Achava tudo muito autoritário e as atitudes do pai muito machistas. E ela ousava dizer isso cara a cara com ele ao longo de toda discussão. Tirano, déspota, Hitler, eram os elogios mais leves que ela jogava na cara do pai quando discutiam ao que ele reagia como sempre, lançando mão da sua autoridade de pai e com a velha frase de quem está consciente da sua autoridade: “já para o seu quarto”. E com isso encerrava a questão. E isso se repetia a cada dia e por longos anos até que ela conseguiu o que queria, mas que nem achava que fosse acontecer. Abrir o coração e a mente do seu pai para entender e aceitar o mundo por uma nova ótica.

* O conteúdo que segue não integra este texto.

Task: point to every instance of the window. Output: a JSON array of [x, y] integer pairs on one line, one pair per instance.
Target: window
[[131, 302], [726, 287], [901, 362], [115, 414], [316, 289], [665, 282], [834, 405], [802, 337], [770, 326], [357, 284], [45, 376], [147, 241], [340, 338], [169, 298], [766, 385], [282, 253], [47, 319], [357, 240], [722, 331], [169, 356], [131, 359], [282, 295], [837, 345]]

Foi então que as constantes e inúmeras brigas terminaram por decretar a quebra do arquétipo de pai e pode ver diminuída a distância entre os dois e até se estabelecer um clima de amizade entre eles e assim vivenciar em todo o seu esplendor, que prevalece até hoje, o imenso amor que sentiam um pelo outro e que a postura autoritária de um e o orgulho e teimosia do outro não haviam deixado aflorar, vindo a prevalecer por muito tempo, um clima de animosidade e beligerância na relação de pai e filha.

Era então no refúgio do seu quarto e no seu confidente, fiel e mudo, que ela depositava as suas amarguras. Sem poder ter amigas íntimas para desabafar, sozinha no silêncio do seu quarto ela registrava por entre lágrimas copiosas, que por muitas vezes caíram sobre as páginas onde ela derramava a sua dor, a marca indelével do seu desespero e solidão.

Mas ela, embora entendesse e achasse justas as suas razões, sempre voltava a comentar como seria boa e importante uma regressão no tempo para maior conhecimento interior e seu crescimento enquanto pessoa. Quantas explicações talvez ela não tivesse para coisas que hoje recusa, descarta, abomina e para outras que ela idolatra.

Mas as cinzas ao vento levaram para sempre essa possibilidade. E hoje ela já consegue falar daquele tempo com distanciamento e pensa que talvez até tenha sido bom que não exista mais esse registro de um tempo que foi tão penoso para todos da família, embora reconheça a importância para a sua formação e para que os conflitos latentes pudessem aflorar e serem resolvidos embora muitas vezes de forma truculenta e desgastante para todos pelo sofrimento que causou naquele momento.

As brigas que parecem estéreis e desnecessárias muitas vezes sedimentam o caminho para a paz definitiva e duradoura.

Melhor que os conflitos venham à tona de uma vez do que fiquem incubados minando silenciosamente, num trabalho de formiguinhas, a estrutura das relações que terminam por ruir um dia sem que ninguém espere. E aí parece não ter mais jeito.

E o diário dessa menina foi o resultado e o resumo do que produziram esses conflitos quando começaram a aflorar naquela família de costumes tradicionais e de propagada fé católica com toda a carga moralista que isso acarretava.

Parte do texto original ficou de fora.